Furthermore, differences in EoE management across Europe have been reported (24), which could also explain our findings within Sweden. Regions with highest prevalence of EoE in Sweden, Västra Götaland and Stockholm- Gotland, are geographic catchment areas for tertiary referral institutions. These regions, together with Skåne, are covering more than 53% of the Swedish population (25).
It is possible that the level of interest and awareness of EoE among clinicians and pathologists in the regions with high prevalence may not reflect the disease awareness in other regions.
The awareness of EoE in Sweden has been low until recently. For example, in 2011 no record of EoE was observed. The European EoE guidelines were published in 2011 (26) and updated in 2017 (27). The Swedish national guidelines were published in 2021 (28). In addition to the late introduced guidelines, compared to our study period, the availability of endoscopic examinations differs between the regions (29). For example, 23% of the patients in Halland were examined beyond the 90-day health care guaranty, compared to 70% of the patients in Norrbotten (29).
Within European countries estimated median diagnostic delay was 5.0 (1,9 − 8,3) years from 2008 to 2011, 2,8 (0,7 − 5,2) years from 2012 to 2013 and 1,2 (0,5 − 2,9) years from 2014 to 2017 (9). Recently published studies from Denmark found that in Danish EoE patient cohort diagnostic delay was initially higher than in other European countries giving a lack of EoE awareness among physicians in Denmark as an explanation to the findings (30). Diagnostic delay in 2007 to 2017 was 5,5 (2,0;12) years and decreased to median of 4 years (1;10) from 2018 to 2021 (31).

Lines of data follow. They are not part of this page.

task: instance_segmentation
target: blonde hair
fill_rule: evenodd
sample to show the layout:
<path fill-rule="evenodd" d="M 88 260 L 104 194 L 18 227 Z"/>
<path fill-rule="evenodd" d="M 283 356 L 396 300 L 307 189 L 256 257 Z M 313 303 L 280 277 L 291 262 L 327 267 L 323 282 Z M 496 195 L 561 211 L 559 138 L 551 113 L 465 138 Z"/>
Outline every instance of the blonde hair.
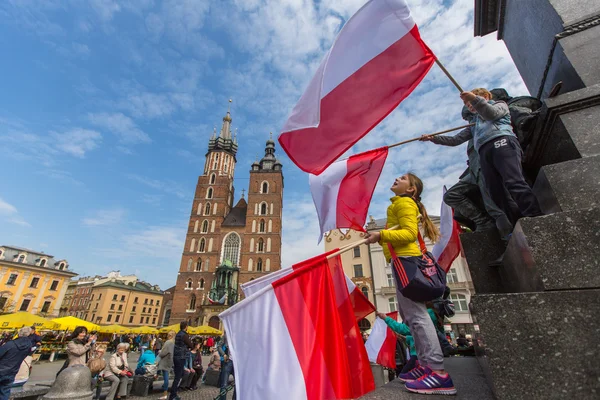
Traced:
<path fill-rule="evenodd" d="M 410 185 L 415 188 L 415 191 L 412 195 L 412 199 L 417 203 L 417 207 L 419 208 L 419 212 L 421 213 L 421 226 L 423 227 L 423 231 L 425 233 L 425 237 L 428 237 L 433 243 L 437 242 L 440 238 L 440 230 L 435 226 L 435 224 L 427 215 L 427 210 L 423 203 L 421 203 L 421 194 L 423 193 L 423 181 L 419 179 L 418 176 L 412 173 L 406 174 L 408 176 L 408 181 Z"/>
<path fill-rule="evenodd" d="M 100 372 L 104 371 L 104 368 L 106 368 L 106 361 L 101 358 L 92 358 L 90 361 L 88 361 L 88 368 L 90 369 L 92 376 L 99 374 Z"/>
<path fill-rule="evenodd" d="M 481 96 L 488 100 L 491 100 L 493 97 L 492 93 L 485 88 L 475 88 L 475 89 L 471 90 L 471 93 L 473 93 L 475 96 Z"/>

Previous studies have suggested changes in hygiene conditions (32), diet and lifestyle factors (33), and environmental factors (34), as other possible reasons for the increased incidence. During the study period, the proportion of patients treated with PPI decreased. The introduction of new treatment alternatives and discarding the previously mandatory PPI trial might be an explanation. PPI responsive eosinophilia is not a separate diagnosis that should be excluded and patients with PPI responsiveness should be considered within the spectrum of EoE (35).